Software Engineer • UAE

It feels like we’re surrounded by output. Quantity is the easiest thing to count, so it’s quietly turned into the thing that gets valued most.
But in the rush to produce more and more, something less obvious starts to slide out of reach: craftsmanship.
Craftsmanship is slow by default. It asks for attention, revision, and a kind of patience that doesn’t really match how modern schedules are set up. It’s choosing to stay with something longer than you strictly need to, not because you’re forced to, but because you actually care. It’s the gap between something that functions and something that feels right.
A lot of tools now, including AI, are built to reduce friction. They can spit out ideas, drafts, and solutions almost instantly. That isn’t automatically a problem. Honestly, it’s impressive. The baseline quality of what most of us can produce is probably higher than it’s ever been.

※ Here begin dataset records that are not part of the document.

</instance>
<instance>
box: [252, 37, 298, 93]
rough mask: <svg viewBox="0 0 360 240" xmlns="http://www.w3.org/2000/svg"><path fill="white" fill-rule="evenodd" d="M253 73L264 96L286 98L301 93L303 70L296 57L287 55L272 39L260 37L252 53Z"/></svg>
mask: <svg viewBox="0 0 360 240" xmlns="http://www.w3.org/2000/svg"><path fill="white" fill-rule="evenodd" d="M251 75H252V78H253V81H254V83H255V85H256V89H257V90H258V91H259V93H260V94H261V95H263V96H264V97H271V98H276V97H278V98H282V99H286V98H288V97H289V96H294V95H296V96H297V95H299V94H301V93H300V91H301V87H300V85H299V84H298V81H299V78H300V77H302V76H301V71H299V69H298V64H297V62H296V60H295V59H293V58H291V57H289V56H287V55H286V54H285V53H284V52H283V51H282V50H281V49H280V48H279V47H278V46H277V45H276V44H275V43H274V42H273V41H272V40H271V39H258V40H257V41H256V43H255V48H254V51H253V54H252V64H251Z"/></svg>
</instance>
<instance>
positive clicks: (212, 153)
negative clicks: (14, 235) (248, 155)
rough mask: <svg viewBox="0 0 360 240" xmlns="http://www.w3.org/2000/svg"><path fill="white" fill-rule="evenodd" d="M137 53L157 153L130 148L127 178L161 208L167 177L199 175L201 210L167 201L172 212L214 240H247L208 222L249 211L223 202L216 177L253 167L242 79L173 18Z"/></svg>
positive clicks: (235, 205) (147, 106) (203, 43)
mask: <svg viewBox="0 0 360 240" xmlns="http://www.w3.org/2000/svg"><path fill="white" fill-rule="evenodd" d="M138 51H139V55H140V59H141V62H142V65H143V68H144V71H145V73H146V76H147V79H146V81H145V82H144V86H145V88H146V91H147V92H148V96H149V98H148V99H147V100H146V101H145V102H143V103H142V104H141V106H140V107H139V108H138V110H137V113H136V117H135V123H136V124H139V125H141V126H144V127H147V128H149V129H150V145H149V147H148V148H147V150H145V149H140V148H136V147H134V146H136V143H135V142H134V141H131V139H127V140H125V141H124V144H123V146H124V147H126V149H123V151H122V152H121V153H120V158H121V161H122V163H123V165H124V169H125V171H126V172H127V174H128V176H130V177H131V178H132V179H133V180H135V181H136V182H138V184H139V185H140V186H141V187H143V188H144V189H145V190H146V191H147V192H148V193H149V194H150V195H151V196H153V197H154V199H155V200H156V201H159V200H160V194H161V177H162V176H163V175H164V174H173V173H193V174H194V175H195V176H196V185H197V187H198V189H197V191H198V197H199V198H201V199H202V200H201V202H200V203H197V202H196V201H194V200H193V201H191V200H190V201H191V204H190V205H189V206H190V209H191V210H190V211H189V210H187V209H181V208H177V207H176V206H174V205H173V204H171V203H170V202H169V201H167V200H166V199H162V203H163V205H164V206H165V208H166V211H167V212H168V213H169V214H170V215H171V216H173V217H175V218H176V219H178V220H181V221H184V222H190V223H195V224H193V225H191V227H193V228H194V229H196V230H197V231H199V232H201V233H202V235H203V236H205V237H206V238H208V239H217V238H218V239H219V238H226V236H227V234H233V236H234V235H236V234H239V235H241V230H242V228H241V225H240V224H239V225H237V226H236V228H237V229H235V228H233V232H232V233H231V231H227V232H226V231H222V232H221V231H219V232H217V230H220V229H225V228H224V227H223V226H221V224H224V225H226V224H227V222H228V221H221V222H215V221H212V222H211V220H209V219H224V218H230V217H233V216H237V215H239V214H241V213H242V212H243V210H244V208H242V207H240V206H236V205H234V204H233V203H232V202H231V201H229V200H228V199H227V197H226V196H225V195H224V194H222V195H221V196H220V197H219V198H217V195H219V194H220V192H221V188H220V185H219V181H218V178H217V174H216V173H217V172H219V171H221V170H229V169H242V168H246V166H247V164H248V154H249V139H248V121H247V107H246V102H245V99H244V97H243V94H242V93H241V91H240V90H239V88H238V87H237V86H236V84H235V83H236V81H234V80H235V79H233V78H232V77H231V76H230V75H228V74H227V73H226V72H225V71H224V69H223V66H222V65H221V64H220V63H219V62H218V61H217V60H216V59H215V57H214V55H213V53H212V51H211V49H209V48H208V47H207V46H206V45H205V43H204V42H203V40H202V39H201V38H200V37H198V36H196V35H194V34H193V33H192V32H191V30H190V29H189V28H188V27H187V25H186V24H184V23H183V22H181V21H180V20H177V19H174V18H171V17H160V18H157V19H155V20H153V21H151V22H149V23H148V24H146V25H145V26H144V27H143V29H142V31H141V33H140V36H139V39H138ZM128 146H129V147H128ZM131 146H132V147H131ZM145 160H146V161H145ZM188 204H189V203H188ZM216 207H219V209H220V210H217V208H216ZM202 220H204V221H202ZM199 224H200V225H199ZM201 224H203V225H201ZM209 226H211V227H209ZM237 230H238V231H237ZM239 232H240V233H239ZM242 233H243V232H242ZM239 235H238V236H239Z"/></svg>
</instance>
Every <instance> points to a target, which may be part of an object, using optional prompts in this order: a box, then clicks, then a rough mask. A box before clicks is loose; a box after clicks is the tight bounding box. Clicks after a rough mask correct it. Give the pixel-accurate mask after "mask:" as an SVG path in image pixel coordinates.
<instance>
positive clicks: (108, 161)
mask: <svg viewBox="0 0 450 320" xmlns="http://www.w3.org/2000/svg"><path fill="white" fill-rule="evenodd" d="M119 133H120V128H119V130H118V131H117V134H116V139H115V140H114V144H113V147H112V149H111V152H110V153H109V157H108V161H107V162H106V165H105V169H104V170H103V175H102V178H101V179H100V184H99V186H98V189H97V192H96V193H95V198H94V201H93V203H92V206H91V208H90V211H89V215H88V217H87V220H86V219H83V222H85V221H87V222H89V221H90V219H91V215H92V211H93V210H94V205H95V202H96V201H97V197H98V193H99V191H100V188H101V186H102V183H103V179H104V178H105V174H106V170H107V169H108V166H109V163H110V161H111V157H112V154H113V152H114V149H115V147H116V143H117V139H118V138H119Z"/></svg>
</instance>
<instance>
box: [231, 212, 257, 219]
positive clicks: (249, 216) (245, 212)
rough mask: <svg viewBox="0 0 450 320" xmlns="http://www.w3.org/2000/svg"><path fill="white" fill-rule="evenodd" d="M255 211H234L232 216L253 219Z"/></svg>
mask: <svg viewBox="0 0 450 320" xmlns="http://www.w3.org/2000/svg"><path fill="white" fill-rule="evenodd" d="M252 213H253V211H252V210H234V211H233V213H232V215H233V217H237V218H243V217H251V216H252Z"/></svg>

But there’s a tradeoff hiding in there.
When a first draft shows up too easily, it’s tempting not to fight with it. When “good enough” arrives in a few seconds, we don’t often push past it. The annoying, messy, very human work of shaping an idea, the part where craftsmanship actually forms, gets skipped more than we’d like to admit.
So we get a world full of work that’s competent. It’s clean, efficient, and easy to forget.
The average quality goes up, real craftsmanship stands out more, not less.
Because craftsmanship isn’t the same thing as perfection. It’s intention. It lives in tiny choices most people never see, the extra pass, the decision to hold back, the willingness to cut what doesn’t belong. It’s the kind of work that still has a signature, even when nobody signs it.
AI can generate. It can optimize. It can imitate. But it doesn’t care.
And that may be the line that matters most right now. Not human versus machine, but work that gets produced versus work that’s genuinely cared for.
So the question isn’t whether craftsmanship is fading away.
It’s whether we’re deciding to hold onto it.
In a world that pays out for speed, choosing craftsmanship can feel like a small act of resistance. It’s slowing down when everything around you is pushing you to hurry up. It’s asking questions tougher than “Is this finished?” more like “Is this good?” or even “Does this feel like mine?”
The tools will keep changing. The pace will keep picking up.
But craftsmanship has never really been about tools. It’s about standards.
And those, in the end, are still ours to keep or to let slip.